Hormis Tracfin, les cinq autres services relèvent du pouvoir exécutif. De quoi alimenter les soupçons sur le fait que nos services de renseignements pourraient s'aligner sur les pratiques américaines ?
Tracfin, service qui joue un rôle crucial, relève d'une loi votée par le Parlement. Ce qui est atypique dans le paysage du renseignement français. Un des critères des démocraties libérales énoncé dans les années 1990 en Europe est que leurs services de renseignements doivent être contrôlés par le Parlement et relever d'une loi spécifique. La France est en retard sur l'Allemagne, la Grande-Bretagne, la Belgique, l'Espagne... Pour les autres services, une loi débattue par le Parlement serait en outre une façon d'instaurer de la confiance et de dissiper les fantasmes et les préjugés dans l'opinion.
N'est-ce pas prendre le risque d'amoindrir l'efficacité des services de renseignements ?
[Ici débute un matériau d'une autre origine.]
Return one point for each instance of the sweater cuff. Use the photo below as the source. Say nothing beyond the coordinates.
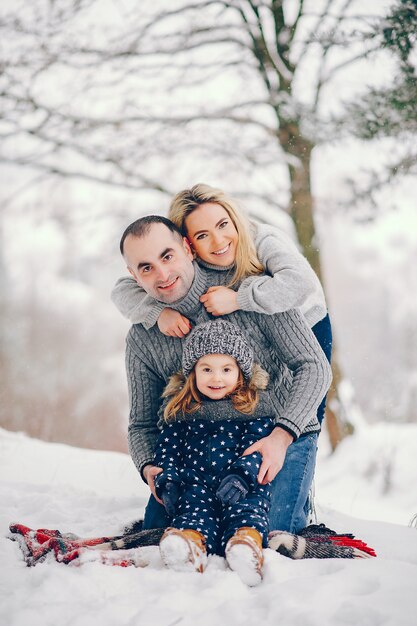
(244, 299)
(142, 467)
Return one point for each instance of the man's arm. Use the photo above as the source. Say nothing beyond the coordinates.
(134, 303)
(145, 388)
(298, 349)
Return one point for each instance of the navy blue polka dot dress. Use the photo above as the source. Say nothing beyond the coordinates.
(197, 454)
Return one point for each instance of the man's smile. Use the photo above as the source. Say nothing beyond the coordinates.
(168, 285)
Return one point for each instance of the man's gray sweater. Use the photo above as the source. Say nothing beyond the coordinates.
(283, 344)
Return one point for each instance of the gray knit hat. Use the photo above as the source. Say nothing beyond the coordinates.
(217, 337)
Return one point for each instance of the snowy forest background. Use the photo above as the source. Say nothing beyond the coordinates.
(108, 109)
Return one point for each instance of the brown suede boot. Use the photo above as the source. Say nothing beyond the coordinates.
(244, 555)
(183, 550)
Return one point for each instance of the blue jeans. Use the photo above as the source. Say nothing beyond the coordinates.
(290, 501)
(290, 491)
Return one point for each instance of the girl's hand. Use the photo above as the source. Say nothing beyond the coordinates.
(220, 300)
(273, 450)
(149, 473)
(173, 324)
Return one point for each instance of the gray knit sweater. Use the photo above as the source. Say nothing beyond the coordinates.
(283, 344)
(290, 283)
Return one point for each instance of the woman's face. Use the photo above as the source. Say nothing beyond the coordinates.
(212, 234)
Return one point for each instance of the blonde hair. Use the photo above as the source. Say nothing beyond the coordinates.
(188, 200)
(187, 399)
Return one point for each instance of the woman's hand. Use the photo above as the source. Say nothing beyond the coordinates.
(273, 450)
(220, 300)
(173, 324)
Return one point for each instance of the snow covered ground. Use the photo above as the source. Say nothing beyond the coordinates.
(91, 492)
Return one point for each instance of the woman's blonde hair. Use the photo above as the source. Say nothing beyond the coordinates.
(186, 201)
(188, 399)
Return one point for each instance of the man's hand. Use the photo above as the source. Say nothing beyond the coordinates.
(173, 324)
(149, 473)
(273, 450)
(220, 300)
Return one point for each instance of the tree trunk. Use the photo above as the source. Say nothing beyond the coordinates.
(301, 211)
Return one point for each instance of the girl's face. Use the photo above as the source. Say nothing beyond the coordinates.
(216, 375)
(212, 234)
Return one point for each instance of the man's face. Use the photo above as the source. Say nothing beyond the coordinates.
(161, 263)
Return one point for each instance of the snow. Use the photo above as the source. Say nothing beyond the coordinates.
(94, 492)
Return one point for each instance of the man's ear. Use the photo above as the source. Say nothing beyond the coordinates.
(187, 247)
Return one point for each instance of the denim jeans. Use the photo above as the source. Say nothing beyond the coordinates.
(323, 333)
(290, 491)
(290, 488)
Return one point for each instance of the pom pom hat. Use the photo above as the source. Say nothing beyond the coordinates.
(217, 337)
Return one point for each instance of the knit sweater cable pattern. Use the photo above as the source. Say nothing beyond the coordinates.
(283, 344)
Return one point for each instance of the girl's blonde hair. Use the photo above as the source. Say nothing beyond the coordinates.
(188, 399)
(186, 201)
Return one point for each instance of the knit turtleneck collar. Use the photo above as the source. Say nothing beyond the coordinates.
(190, 304)
(217, 268)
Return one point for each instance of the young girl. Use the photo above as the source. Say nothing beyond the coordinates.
(214, 409)
(225, 241)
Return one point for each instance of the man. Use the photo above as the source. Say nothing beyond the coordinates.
(160, 260)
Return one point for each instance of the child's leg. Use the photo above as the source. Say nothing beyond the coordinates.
(199, 509)
(155, 515)
(245, 532)
(251, 511)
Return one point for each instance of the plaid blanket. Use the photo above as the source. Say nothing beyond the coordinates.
(315, 541)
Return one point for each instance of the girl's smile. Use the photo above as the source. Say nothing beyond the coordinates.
(212, 234)
(216, 375)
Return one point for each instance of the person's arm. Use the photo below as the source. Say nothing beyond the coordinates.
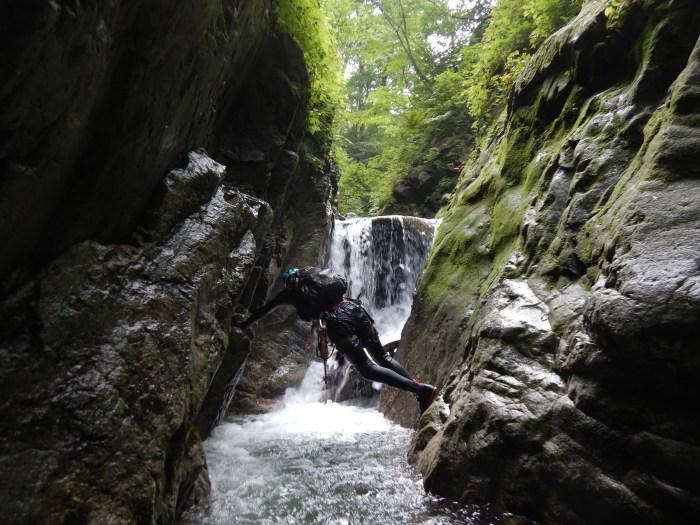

Aucunement. Les services doivent demeurer secrets et "spéciaux", c'est-à-dire qu'ils doivent continuer à pouvoir utiliser des moyens spécifiques avec un cadre juridique adapté. Mais notre démocratie libérale est en mesure d'assumer cette singularité sans pour autant renier les principes fondateurs de l'État de droit. Leur mission de sécurité et d'anticipation ne sera pas affaiblie par nos recommandations, mais bien au contraire confortée par la force de la loi.
L'une de vos recommandations est d'inscrire la protection des données personnelles dans la Constitution, pour quelle raison ?
Car ce serait une étape majeure pour la protection des libertés. C'est d'ailleurs ce qu'ont déjà fait 13 États en Europe (Allemagne, pays scandinaves, etc.). La protection de la vie privée est inscrite dans le Code civil, mais cela est insuffisant et les données sont une réalité nouvelle y compris juridiquement. En outre, il y a sur ce plan-là aussi un grand décalage entre le droit français et le droit européen : la Charte des droits fondamentaux de l'UE est très protectrice sur les données.